For immunohistochemical studies, the stored formalin-fixed, paraffin-embedded samples that included, 16 MM, 16 SCC, and 16 BCC were used. Parraffin sections (4 μm) were deparaffinized in xylene, rehydrated in 10 mM citrate buffer (pH 6.0), and then heated in a microwave oven for 15 minutes to restore antigens. To suppress endogenous peroxidase within the tissues, the samples were treated with 3% peroxide for 5 minutes, then with blocking solution for 30 minutes. Slides were incubated with primary Src (36D10) rabbit mAb and Yes antibody in a humid chamber for 60 minutes. Tissue staining was visualized with 3,3'-Diaminobenzidine (DAB) (ScyTek, USA) substrate chromogen solution.

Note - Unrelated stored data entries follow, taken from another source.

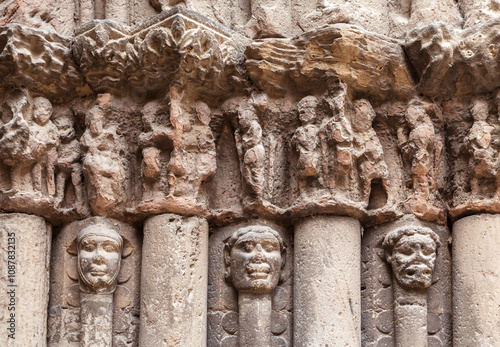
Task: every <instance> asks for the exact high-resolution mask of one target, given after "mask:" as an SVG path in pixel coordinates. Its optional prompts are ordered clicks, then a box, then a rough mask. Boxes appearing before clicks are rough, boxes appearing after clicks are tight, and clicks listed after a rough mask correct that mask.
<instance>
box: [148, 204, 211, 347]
mask: <svg viewBox="0 0 500 347" xmlns="http://www.w3.org/2000/svg"><path fill="white" fill-rule="evenodd" d="M142 264H143V265H142V273H141V276H142V277H141V293H142V294H141V328H140V336H139V343H140V344H141V345H143V346H193V347H194V346H200V347H201V346H205V345H206V339H207V323H206V321H207V275H208V224H207V222H206V220H204V219H203V218H199V217H181V216H178V215H174V214H163V215H159V216H154V217H151V218H149V219H148V220H147V221H146V223H145V225H144V245H143V258H142Z"/></svg>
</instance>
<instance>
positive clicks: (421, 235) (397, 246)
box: [387, 234, 437, 289]
mask: <svg viewBox="0 0 500 347" xmlns="http://www.w3.org/2000/svg"><path fill="white" fill-rule="evenodd" d="M436 249H437V245H436V242H435V241H434V240H433V239H432V237H431V236H429V235H425V234H424V235H423V234H414V235H405V236H402V237H401V238H400V239H399V241H398V242H397V243H396V244H395V245H394V248H393V250H392V254H388V255H387V261H388V262H389V263H390V264H391V265H392V270H393V273H394V277H395V278H396V280H397V281H398V282H399V283H400V284H401V285H402V286H404V287H407V288H416V289H425V288H429V287H430V286H431V284H432V272H433V271H434V264H435V262H436Z"/></svg>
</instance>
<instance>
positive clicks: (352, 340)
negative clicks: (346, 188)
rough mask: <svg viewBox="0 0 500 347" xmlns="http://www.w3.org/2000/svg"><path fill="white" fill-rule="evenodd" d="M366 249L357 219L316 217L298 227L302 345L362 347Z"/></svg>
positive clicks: (298, 254)
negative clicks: (362, 255)
mask: <svg viewBox="0 0 500 347" xmlns="http://www.w3.org/2000/svg"><path fill="white" fill-rule="evenodd" d="M360 245H361V227H360V225H359V222H358V221H357V220H355V219H353V218H349V217H336V216H314V217H308V218H305V219H303V220H301V221H300V222H299V223H298V224H297V225H296V227H295V237H294V246H295V259H294V271H295V279H294V316H295V320H294V327H293V328H294V343H295V344H296V345H299V346H313V345H314V346H326V345H332V346H345V345H350V344H354V345H360V344H361V294H360V287H361V285H360V276H359V274H360V260H361V253H360V249H361V248H360Z"/></svg>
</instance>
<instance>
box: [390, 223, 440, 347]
mask: <svg viewBox="0 0 500 347" xmlns="http://www.w3.org/2000/svg"><path fill="white" fill-rule="evenodd" d="M382 245H383V247H384V249H385V258H386V260H387V262H388V263H389V264H391V266H392V273H393V277H394V281H393V289H394V327H395V342H396V343H395V345H396V347H405V346H408V343H410V342H411V344H412V345H413V346H427V345H428V342H427V288H429V287H430V286H431V285H432V274H433V272H434V265H435V263H436V256H437V249H438V248H439V246H440V245H441V243H440V241H439V236H438V235H437V234H436V233H435V232H434V231H433V230H431V229H429V228H425V227H419V226H406V227H401V228H399V229H396V230H394V231H391V232H390V233H388V234H387V235H386V236H385V238H384V241H383V243H382Z"/></svg>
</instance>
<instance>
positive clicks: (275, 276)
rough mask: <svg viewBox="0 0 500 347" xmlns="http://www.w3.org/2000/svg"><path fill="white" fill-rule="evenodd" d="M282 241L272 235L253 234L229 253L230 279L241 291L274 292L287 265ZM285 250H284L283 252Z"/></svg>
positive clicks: (245, 234) (240, 237)
mask: <svg viewBox="0 0 500 347" xmlns="http://www.w3.org/2000/svg"><path fill="white" fill-rule="evenodd" d="M281 248H282V247H281V244H280V240H278V239H277V237H276V236H275V235H274V234H273V233H271V232H255V231H249V232H247V233H245V234H242V235H241V236H239V237H238V239H237V240H236V242H235V243H234V245H233V246H232V247H231V248H230V249H227V250H226V263H227V264H228V265H229V268H230V280H231V282H232V283H233V285H234V287H235V288H236V289H237V290H238V291H240V292H249V293H254V294H267V293H271V292H272V291H273V290H274V289H275V288H276V286H277V285H278V282H279V279H280V274H281V268H282V266H283V265H284V254H282V249H281ZM283 251H284V250H283Z"/></svg>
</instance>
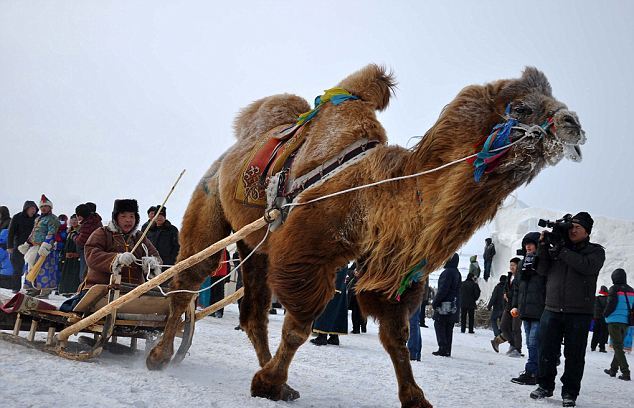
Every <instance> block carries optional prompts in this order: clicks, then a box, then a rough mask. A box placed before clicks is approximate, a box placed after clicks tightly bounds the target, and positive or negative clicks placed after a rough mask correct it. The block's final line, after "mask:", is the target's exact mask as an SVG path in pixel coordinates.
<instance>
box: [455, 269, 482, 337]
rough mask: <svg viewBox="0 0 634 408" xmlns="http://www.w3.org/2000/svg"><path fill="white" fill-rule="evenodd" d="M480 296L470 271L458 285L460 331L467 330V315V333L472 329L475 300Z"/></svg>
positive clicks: (478, 298)
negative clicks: (463, 279) (464, 279)
mask: <svg viewBox="0 0 634 408" xmlns="http://www.w3.org/2000/svg"><path fill="white" fill-rule="evenodd" d="M479 298H480V286H478V284H477V283H476V281H475V278H474V276H473V275H471V274H470V273H469V274H467V278H466V279H465V280H464V282H462V286H460V305H461V308H460V312H461V313H460V331H461V332H462V333H464V332H465V331H466V330H467V315H468V316H469V333H471V334H473V333H475V332H474V331H473V323H474V319H475V308H476V302H477V301H478V299H479Z"/></svg>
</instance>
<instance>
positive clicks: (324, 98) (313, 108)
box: [295, 88, 359, 126]
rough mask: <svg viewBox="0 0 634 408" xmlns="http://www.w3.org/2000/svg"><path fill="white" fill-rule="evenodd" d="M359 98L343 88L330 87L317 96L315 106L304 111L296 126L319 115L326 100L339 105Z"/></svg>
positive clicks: (298, 119) (301, 114)
mask: <svg viewBox="0 0 634 408" xmlns="http://www.w3.org/2000/svg"><path fill="white" fill-rule="evenodd" d="M353 99H359V97H358V96H354V95H352V94H351V93H350V92H348V91H346V90H345V89H343V88H330V89H326V90H325V91H324V94H323V95H320V96H318V97H316V98H315V107H314V108H313V109H312V110H309V111H308V112H305V113H302V114H301V115H299V118H298V119H297V123H296V124H295V126H301V125H303V124H305V123H307V122H309V121H310V120H311V119H312V118H314V117H315V115H317V113H318V112H319V110H320V109H321V107H322V106H324V104H325V103H326V102H331V103H332V104H333V105H339V104H341V103H343V102H345V101H347V100H353Z"/></svg>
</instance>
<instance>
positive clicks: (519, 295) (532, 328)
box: [511, 232, 546, 385]
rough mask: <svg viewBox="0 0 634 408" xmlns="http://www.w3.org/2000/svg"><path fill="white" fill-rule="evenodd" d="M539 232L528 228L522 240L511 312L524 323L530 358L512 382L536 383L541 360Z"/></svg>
mask: <svg viewBox="0 0 634 408" xmlns="http://www.w3.org/2000/svg"><path fill="white" fill-rule="evenodd" d="M538 241H539V232H529V233H528V234H526V235H525V236H524V239H523V240H522V251H523V252H524V259H522V260H521V261H520V264H519V265H518V269H519V278H518V282H519V283H518V285H516V286H515V287H514V288H513V290H514V292H513V309H511V315H513V316H519V318H520V319H521V320H522V323H523V325H524V334H525V335H526V347H527V348H528V360H527V361H526V365H525V366H524V372H523V373H521V374H520V375H519V376H518V377H515V378H513V379H511V382H514V383H516V384H522V385H535V384H537V372H538V363H539V319H540V318H541V317H542V312H543V311H544V301H545V299H546V278H545V277H544V276H542V275H538V274H537V258H536V255H537V242H538Z"/></svg>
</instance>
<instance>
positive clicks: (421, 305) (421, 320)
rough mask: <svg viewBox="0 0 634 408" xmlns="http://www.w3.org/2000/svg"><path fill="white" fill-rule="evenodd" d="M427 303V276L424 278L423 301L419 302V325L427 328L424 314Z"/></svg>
mask: <svg viewBox="0 0 634 408" xmlns="http://www.w3.org/2000/svg"><path fill="white" fill-rule="evenodd" d="M428 304H429V276H427V278H426V279H425V286H424V289H423V302H422V303H421V304H420V327H425V328H427V327H428V326H427V325H426V324H425V314H426V311H427V310H426V309H427V305H428Z"/></svg>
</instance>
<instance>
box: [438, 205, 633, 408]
mask: <svg viewBox="0 0 634 408" xmlns="http://www.w3.org/2000/svg"><path fill="white" fill-rule="evenodd" d="M593 224H594V220H593V219H592V217H591V216H590V214H588V213H587V212H580V213H578V214H577V215H575V216H574V217H571V218H570V223H569V224H566V233H567V236H562V237H560V236H558V235H555V234H553V233H552V232H549V231H543V232H541V233H540V232H531V233H528V234H526V236H525V237H524V239H523V240H522V248H521V250H520V251H519V255H521V258H519V257H516V258H513V259H511V260H510V266H509V272H508V274H507V275H502V276H500V278H499V283H498V284H497V285H496V286H495V288H494V290H493V293H492V295H491V298H490V299H489V302H488V304H487V309H488V310H490V311H491V319H490V322H491V328H492V330H493V334H494V338H493V340H491V345H492V348H493V350H494V351H495V352H496V353H497V352H499V351H500V345H502V344H503V343H506V342H508V343H509V349H508V351H507V353H506V354H507V355H509V356H510V357H524V354H522V327H523V329H524V340H525V342H526V349H527V351H528V357H527V359H526V364H525V366H524V371H523V372H522V373H520V375H519V376H517V377H515V378H512V379H511V381H512V382H514V383H516V384H523V385H534V386H535V385H536V386H537V388H536V389H535V390H533V391H532V392H531V393H530V394H529V396H530V398H532V399H538V400H539V399H544V398H547V397H551V396H552V395H553V392H554V390H555V379H556V377H557V367H558V366H559V365H560V364H561V355H562V345H563V356H564V357H565V363H564V368H563V375H562V377H561V382H562V390H561V393H562V400H563V402H562V404H563V406H564V407H573V406H576V400H577V397H578V395H579V392H580V389H581V380H582V378H583V372H584V368H585V355H586V349H587V342H588V335H589V331H590V329H592V330H593V336H592V340H591V350H592V351H594V350H596V348H597V347H598V348H599V351H600V352H606V343H607V342H608V334H609V337H610V339H611V341H612V348H613V349H614V357H613V359H612V361H611V363H610V368H608V369H605V370H604V371H605V373H606V374H608V375H609V376H611V377H616V376H617V374H618V373H619V371H620V375H619V376H618V378H619V379H621V380H624V381H630V380H631V377H630V370H629V366H628V363H627V359H626V356H625V352H624V338H625V335H626V332H627V330H628V327H629V326H632V325H634V311H633V309H632V304H634V290H633V289H632V287H630V286H629V285H627V276H626V272H625V271H624V270H623V269H620V268H619V269H616V270H615V271H614V272H613V273H612V283H613V285H612V287H610V288H609V289H608V288H607V287H605V286H602V287H601V288H600V291H599V293H598V295H597V296H595V295H594V293H595V291H596V286H597V279H598V276H599V271H600V270H601V268H602V267H603V264H604V261H605V250H604V248H603V247H602V246H601V245H599V244H595V243H592V242H590V234H591V232H592V227H593ZM549 234H550V235H549ZM491 244H492V242H491V241H490V240H489V239H487V242H486V248H490V245H491ZM491 253H493V254H494V253H495V252H494V249H493V251H491V250H489V255H488V256H491V255H490V254H491ZM486 259H487V253H486V249H485V264H487V260H486ZM458 261H459V257H458V254H454V255H453V257H452V258H451V259H450V260H449V261H448V262H447V264H446V265H445V269H444V271H443V272H442V273H441V275H440V277H439V280H438V292H437V294H436V296H435V298H434V300H433V302H432V307H433V310H434V327H435V330H436V339H437V342H438V350H437V351H434V352H433V353H432V354H433V355H436V356H444V357H449V356H451V346H452V332H453V327H454V325H455V324H456V323H458V321H459V318H458V316H459V314H460V316H461V318H460V322H461V324H460V327H461V331H462V332H463V333H465V331H466V328H467V319H466V317H468V318H469V319H468V322H469V323H468V328H469V333H472V332H473V323H472V322H473V318H472V316H473V309H474V308H475V300H477V298H478V296H479V293H480V291H479V288H478V286H477V276H478V275H479V266H478V265H477V260H476V257H475V256H474V257H472V258H471V263H470V266H469V273H468V275H467V278H466V279H465V281H464V282H462V283H461V276H460V272H459V271H458ZM489 265H490V264H489ZM485 268H486V267H485ZM486 269H487V271H488V272H487V273H486V274H485V276H486V277H487V278H488V277H489V276H490V266H488V268H486Z"/></svg>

The amount of expression in western blotting was measured with TINA software (Version 2.10e). Measured amount of expression of malignant skin tumors was compared to that of normal skin.

The data from the TINA score were analyzed using the nonparametric Mann-Whitney test. A p < 0.05 was considered statistically significant.

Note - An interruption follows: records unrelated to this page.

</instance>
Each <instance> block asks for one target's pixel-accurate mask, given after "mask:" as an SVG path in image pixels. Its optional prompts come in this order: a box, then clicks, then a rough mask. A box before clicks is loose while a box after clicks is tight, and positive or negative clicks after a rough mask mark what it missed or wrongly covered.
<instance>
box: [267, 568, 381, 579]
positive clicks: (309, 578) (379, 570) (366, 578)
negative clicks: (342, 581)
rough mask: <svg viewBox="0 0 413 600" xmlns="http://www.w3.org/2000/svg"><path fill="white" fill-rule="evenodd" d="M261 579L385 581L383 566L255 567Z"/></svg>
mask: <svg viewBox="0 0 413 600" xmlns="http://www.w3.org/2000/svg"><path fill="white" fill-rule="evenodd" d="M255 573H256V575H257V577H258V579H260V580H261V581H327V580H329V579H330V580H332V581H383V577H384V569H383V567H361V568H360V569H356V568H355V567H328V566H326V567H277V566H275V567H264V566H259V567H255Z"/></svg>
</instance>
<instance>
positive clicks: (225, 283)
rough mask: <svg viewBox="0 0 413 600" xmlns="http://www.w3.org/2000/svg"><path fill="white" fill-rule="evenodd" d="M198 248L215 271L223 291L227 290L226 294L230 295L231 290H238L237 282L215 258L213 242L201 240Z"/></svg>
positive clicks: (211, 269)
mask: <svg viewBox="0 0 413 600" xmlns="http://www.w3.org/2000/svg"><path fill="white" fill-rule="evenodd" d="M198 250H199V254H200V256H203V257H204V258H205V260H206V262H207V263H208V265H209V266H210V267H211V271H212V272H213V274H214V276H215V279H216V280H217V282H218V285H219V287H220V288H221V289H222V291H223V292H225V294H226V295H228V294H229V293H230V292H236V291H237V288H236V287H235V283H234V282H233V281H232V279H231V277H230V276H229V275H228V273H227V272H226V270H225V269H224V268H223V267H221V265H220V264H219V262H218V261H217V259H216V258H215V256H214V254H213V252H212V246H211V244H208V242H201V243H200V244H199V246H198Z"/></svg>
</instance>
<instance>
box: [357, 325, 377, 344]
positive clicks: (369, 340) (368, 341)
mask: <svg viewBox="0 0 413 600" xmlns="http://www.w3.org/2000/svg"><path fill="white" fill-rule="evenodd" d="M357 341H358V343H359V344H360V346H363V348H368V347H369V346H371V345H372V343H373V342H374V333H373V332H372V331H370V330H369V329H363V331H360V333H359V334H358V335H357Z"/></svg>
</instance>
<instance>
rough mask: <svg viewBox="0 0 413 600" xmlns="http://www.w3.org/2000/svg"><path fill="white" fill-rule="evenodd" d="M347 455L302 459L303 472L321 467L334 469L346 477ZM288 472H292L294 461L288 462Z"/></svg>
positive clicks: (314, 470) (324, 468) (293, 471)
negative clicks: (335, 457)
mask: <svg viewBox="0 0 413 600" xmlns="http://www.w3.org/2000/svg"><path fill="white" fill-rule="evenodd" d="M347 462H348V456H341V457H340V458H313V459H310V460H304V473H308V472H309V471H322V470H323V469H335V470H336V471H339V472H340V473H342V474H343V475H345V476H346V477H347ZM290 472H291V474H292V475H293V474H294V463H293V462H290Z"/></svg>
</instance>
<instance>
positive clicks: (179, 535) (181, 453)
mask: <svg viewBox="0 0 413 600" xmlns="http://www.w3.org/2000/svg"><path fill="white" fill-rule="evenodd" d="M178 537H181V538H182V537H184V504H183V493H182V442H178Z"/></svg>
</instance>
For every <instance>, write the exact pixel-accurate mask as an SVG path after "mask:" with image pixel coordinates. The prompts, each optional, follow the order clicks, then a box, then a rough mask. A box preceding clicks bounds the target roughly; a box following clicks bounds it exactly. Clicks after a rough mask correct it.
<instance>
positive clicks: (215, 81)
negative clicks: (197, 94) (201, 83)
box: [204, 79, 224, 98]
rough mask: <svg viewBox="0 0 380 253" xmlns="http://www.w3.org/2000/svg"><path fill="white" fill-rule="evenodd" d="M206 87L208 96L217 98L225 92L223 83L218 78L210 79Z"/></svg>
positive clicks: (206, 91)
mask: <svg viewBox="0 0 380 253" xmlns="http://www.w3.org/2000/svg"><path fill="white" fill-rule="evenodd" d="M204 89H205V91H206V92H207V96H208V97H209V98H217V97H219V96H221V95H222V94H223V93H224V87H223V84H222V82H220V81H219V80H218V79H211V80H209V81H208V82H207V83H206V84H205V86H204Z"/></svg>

Western blot analysis was performed to determine the expression of c-Src and c-Yes in 18 malignant skin tumors and 6 normal skin tissues. c-Src was expressed in all malignant skin tumors but not expressed in normal skin tissues, while c-Yes was expressed in MM and SCC and not in BCC and normal skin (Fig. 1) (data not shown for M-5, M-6, S-5, S-6, B-5, B-6, N-5, N-6). The expression amount score in western blotting was measured by TINA software (Version 2.10e), and the average TINA score of c-Src was 0.006 in normal skin, 1.143 in MM, 1.027 in SCC, and 0.590 in BCC. The average TINA score of c-Yes was 0.011 in normal skin, 0.374 in MM, 1.054 in SCC, and 0.012 in BCC. There were significant differences in the TINA scores of c-Src between malignant skin tumors and normal skin (p = 0.002). Of the tumor tissues, significant differences in c-Src score among the tumors (p = 0.002) were noted. With regard to c-Yes expression, there were significant differences in the TINA scores between two skin tumors (MM and SCC) and normal skin (p = 0.002), and there was no significant difference between BCC and normal skin (p = 0.818). The expression amount score based on western blotting is graphed in Fig. 2. To confirm the expression in phosphate form, western blot analysis with phospho-Src and phospho-Yes was also performed in 2 MM, 2 SCC, 2 BCC and 2 normal skin tissues. Phospho-Src was expressed in all malignant skin tumors and not expressed in normal skin tissues and phospho-Yes was expressed in MM and SCC but not in BCC and normal skin (Fig. 3).

Immunohistochemical study showed that the staining pattern of c-Src and c-Yes in MM, SCC and BCC correlated with western blot analysis. c-Src protein was expressed in MM and SCC with moderate positivity, and BCC with mild positivity (Fig. 4). c-Yes was expressed in MM with moderate positivity and SCC with strong positivity, but not in BCC (Fig. 5).